Personal information
- Date of birth: April 14, 1995 (age 30)
- Place of birth: Queens, New York, United States
- Height: 1.85 m (6 ft 1 in)
- Position(s): Goalkeeper

Youth career
- 2008–2013: New York Red Bulls

Senior career*
- Years: Team / Apps / (Gls)
- 2013–2015: New York Red Bulls / 0 / (0)
- 2015: → New York Red Bulls II (loan) / 21 / (0)
- 2019: New York Cosmos B / 3 / (0)
- 2020: New York Cosmos / 0 / (0)
- 2021–2022: Deportivo Pereira / 10 / (0)

International career^{‡}
- 2014: United States U20 / 4 / (0)

= Santiago Castaño =

American association football player (born 1995)

Santiago Castaño (born April 14, 1995) is an American professional soccer player who played as a goalkeeper.

==Career==

===Professional===
Santiago Castaño joined the Red Bulls Academy in September 2008 and played for New York's U-14, U-15, U-16, and U-18 teams. He trained with the first team as an academy player before signing his first professional contract in 2012. During his first two years with the club he served as the team's third goalkeeper.

Castaño made his professional debut at the age of 19 playing for New York Red Bulls II, the affiliate of his team, on March 28, 2015, in a 0–0 draw against Rochester Rhinos. Castaño was named to the USL Team of the Week for his performance for NYRBII on August 22, 2015, in a 2–0 victory over Toronto FC II, a match in which he made six saves and recorded his fourth clean sheet of the season. He was released by New York on January 25, 2016.

After leaving Red Bulls, Castaño left for Colombia, joining Socrates Valencia F.C in the Colombian Third Division. On December 7, 2017, he scored from the penalty spot to help his club to a 2–1 victory over Fantasías Nueva York in the Copa Ciudad Pereira. He scored three goals (penalty kicks) with the club during the 2017 season.

For the 2017–18 season he was on the roster of TSF FC of the National Premier Soccer League.

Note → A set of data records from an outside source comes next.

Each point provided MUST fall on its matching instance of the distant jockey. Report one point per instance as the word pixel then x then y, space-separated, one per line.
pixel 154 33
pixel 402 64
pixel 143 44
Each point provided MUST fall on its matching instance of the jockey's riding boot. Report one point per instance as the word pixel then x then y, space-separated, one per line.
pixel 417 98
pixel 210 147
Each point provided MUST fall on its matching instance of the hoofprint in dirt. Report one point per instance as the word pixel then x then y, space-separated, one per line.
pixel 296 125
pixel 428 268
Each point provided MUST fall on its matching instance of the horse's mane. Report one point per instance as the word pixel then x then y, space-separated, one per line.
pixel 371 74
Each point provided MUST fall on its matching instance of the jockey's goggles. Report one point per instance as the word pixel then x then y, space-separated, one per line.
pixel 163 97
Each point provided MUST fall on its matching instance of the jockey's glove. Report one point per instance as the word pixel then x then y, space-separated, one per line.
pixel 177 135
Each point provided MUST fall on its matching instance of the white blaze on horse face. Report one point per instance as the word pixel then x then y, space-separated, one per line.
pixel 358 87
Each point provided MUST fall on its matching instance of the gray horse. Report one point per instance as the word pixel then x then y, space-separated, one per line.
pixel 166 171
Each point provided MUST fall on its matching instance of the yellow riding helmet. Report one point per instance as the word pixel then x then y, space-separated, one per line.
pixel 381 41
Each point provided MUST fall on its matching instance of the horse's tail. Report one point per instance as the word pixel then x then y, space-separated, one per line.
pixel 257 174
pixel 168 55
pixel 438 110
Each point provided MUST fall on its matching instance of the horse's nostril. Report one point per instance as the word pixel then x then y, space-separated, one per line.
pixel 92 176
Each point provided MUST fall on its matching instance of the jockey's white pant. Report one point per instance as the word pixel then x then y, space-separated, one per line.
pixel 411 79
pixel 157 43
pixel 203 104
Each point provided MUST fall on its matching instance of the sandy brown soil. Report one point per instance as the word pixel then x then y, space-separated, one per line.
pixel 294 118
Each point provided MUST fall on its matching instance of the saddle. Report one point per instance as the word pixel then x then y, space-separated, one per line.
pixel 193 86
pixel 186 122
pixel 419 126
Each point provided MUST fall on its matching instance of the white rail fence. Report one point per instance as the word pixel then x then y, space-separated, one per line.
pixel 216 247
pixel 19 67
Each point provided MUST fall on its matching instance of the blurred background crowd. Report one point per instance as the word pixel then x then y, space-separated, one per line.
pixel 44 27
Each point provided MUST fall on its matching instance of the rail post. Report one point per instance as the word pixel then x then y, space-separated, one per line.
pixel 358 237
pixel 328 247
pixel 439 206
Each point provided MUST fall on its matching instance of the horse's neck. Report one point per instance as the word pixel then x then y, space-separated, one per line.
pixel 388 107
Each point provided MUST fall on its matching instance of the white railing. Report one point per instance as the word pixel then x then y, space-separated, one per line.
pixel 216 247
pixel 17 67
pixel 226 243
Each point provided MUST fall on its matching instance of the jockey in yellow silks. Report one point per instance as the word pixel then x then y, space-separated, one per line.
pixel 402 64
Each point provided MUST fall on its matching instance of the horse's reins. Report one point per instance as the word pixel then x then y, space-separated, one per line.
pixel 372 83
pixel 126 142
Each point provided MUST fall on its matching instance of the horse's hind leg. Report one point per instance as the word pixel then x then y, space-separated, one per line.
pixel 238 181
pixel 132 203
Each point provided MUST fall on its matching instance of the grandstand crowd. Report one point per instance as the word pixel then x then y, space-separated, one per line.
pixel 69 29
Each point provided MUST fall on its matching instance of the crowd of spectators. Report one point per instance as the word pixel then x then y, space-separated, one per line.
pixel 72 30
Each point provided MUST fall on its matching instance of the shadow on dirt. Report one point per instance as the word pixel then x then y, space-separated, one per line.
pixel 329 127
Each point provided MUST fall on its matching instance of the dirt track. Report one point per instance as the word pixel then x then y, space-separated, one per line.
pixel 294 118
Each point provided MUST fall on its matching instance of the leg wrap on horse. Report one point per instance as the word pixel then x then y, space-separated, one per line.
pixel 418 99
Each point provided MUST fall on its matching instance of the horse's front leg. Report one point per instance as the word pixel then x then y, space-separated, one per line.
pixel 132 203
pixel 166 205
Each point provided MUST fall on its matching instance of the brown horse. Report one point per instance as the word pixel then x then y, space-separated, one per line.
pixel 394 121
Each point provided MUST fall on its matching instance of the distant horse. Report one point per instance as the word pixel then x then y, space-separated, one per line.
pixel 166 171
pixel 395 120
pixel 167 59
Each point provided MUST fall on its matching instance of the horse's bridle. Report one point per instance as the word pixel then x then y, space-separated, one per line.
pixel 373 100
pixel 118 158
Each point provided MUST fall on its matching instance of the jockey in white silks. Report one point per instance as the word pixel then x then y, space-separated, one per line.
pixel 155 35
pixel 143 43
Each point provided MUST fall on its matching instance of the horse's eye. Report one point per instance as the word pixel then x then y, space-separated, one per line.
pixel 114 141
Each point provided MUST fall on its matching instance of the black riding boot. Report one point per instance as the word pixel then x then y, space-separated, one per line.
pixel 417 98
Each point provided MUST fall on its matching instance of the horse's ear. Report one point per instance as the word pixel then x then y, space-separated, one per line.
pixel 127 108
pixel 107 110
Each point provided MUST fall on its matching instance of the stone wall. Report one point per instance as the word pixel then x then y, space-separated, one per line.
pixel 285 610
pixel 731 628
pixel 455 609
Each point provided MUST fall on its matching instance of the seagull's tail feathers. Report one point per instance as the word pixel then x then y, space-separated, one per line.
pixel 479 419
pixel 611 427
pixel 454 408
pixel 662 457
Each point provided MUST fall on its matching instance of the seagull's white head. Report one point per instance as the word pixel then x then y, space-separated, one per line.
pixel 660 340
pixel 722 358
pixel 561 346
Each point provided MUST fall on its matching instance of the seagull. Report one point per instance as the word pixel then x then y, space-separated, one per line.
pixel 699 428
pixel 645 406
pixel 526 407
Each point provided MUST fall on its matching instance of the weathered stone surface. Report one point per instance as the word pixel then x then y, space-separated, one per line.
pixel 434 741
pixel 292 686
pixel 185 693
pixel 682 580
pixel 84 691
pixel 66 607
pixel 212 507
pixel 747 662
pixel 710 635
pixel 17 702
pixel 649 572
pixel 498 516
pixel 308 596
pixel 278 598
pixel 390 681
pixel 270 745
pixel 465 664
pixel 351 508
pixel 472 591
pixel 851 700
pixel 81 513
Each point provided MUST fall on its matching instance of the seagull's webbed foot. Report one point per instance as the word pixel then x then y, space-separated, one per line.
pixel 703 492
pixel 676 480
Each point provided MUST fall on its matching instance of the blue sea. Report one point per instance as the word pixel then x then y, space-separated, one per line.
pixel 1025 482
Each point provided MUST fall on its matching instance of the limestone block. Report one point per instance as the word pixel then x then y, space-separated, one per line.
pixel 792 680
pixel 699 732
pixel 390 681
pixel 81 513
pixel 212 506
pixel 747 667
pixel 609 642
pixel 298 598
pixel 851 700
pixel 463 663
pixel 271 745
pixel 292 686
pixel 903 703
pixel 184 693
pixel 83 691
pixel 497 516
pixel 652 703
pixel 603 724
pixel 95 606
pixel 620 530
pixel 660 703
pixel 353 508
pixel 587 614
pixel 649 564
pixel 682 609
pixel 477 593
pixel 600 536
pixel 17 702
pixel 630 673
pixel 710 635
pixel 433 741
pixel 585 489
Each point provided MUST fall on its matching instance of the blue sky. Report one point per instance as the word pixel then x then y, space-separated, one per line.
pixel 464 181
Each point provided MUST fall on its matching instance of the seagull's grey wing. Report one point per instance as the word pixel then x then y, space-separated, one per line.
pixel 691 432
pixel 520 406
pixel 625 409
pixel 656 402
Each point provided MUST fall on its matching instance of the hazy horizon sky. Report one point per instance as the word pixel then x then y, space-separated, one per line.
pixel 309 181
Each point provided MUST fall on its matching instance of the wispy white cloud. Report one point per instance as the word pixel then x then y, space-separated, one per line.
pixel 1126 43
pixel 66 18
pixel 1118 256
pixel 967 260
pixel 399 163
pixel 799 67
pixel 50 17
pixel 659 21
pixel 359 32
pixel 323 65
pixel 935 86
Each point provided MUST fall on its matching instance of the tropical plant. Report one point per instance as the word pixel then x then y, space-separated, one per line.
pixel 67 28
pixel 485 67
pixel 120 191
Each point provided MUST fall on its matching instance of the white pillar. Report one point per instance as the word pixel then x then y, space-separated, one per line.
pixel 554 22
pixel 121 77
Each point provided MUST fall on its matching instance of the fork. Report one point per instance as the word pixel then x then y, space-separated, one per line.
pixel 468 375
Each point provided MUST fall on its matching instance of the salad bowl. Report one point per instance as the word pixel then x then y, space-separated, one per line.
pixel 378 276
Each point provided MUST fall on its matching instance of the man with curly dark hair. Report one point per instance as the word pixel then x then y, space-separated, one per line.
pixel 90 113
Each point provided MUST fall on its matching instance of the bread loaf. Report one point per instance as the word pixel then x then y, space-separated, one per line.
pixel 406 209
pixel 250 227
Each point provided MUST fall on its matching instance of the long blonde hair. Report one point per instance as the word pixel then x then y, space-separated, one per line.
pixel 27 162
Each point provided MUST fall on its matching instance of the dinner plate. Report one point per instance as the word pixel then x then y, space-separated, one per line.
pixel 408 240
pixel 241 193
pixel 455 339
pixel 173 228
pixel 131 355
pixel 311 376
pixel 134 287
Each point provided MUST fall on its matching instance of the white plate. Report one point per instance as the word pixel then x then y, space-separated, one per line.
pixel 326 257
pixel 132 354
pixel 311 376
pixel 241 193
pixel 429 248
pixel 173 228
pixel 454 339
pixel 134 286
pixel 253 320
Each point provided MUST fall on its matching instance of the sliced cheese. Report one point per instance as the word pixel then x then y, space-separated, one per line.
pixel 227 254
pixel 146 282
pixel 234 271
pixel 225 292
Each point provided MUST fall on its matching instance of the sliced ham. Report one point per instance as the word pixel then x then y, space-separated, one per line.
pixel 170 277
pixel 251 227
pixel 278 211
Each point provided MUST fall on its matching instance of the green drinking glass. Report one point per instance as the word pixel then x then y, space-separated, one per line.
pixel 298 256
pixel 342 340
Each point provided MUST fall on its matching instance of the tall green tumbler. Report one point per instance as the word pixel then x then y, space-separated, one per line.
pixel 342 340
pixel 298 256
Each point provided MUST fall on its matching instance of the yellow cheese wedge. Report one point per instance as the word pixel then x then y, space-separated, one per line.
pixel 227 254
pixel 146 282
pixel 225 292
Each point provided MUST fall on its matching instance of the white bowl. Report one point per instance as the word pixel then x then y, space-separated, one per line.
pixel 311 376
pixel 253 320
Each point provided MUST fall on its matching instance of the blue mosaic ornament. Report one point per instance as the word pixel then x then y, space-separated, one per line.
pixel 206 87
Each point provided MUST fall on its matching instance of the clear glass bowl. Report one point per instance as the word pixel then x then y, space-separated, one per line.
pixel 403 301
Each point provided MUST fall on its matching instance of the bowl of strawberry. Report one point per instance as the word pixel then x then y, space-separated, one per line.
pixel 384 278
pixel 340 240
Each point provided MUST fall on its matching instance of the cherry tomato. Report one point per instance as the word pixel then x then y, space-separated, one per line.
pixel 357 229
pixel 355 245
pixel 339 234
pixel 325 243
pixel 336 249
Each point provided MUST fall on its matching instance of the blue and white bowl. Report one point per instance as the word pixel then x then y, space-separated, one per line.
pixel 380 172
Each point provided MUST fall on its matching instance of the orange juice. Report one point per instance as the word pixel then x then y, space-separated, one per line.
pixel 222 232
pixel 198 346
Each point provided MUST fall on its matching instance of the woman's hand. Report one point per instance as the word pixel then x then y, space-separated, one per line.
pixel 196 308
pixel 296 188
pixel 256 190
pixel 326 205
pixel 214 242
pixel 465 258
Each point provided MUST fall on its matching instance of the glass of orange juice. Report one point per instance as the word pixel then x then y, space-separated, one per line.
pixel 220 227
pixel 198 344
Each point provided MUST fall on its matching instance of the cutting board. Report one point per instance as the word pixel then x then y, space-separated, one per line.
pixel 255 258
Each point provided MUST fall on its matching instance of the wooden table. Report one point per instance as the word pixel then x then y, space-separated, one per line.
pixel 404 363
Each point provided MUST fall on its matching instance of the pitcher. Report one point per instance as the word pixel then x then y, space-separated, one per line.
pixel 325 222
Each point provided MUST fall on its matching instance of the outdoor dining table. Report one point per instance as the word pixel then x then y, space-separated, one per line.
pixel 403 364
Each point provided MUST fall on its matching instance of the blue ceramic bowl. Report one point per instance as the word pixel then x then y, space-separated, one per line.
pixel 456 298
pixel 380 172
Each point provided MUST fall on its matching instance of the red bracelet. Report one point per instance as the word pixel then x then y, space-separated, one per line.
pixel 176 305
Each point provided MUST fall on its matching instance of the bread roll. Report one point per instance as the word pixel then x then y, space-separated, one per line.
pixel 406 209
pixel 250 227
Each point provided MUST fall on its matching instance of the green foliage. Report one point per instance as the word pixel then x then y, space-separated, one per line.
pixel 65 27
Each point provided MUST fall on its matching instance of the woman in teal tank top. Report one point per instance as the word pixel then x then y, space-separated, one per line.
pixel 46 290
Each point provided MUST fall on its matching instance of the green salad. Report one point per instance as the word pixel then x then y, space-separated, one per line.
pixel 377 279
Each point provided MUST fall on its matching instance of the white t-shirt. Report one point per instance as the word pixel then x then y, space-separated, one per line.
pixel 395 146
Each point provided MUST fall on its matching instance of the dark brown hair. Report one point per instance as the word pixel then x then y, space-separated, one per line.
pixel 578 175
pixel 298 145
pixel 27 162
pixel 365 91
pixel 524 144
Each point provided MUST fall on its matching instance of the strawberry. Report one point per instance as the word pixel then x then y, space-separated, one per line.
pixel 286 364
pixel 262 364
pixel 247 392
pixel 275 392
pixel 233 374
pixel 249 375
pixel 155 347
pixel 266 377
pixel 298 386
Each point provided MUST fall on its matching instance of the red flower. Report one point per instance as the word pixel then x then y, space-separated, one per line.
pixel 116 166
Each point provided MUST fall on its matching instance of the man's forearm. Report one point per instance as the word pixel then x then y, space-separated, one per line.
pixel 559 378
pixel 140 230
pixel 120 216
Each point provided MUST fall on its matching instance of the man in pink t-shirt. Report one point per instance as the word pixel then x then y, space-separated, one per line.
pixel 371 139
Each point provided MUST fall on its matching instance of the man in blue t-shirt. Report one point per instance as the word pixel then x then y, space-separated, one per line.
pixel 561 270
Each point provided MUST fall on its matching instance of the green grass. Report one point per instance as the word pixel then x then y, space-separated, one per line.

On January 28, 2019, Castaño joined the New York Cosmos for the 2019 season.

===International===
Castaño has represented the United States at various youth levels, in 2014 he appeared in 4 matches for the United States men's national under-20 soccer team.

In December 2014 he accepted a call to join the Colombia national under-20 football team camp.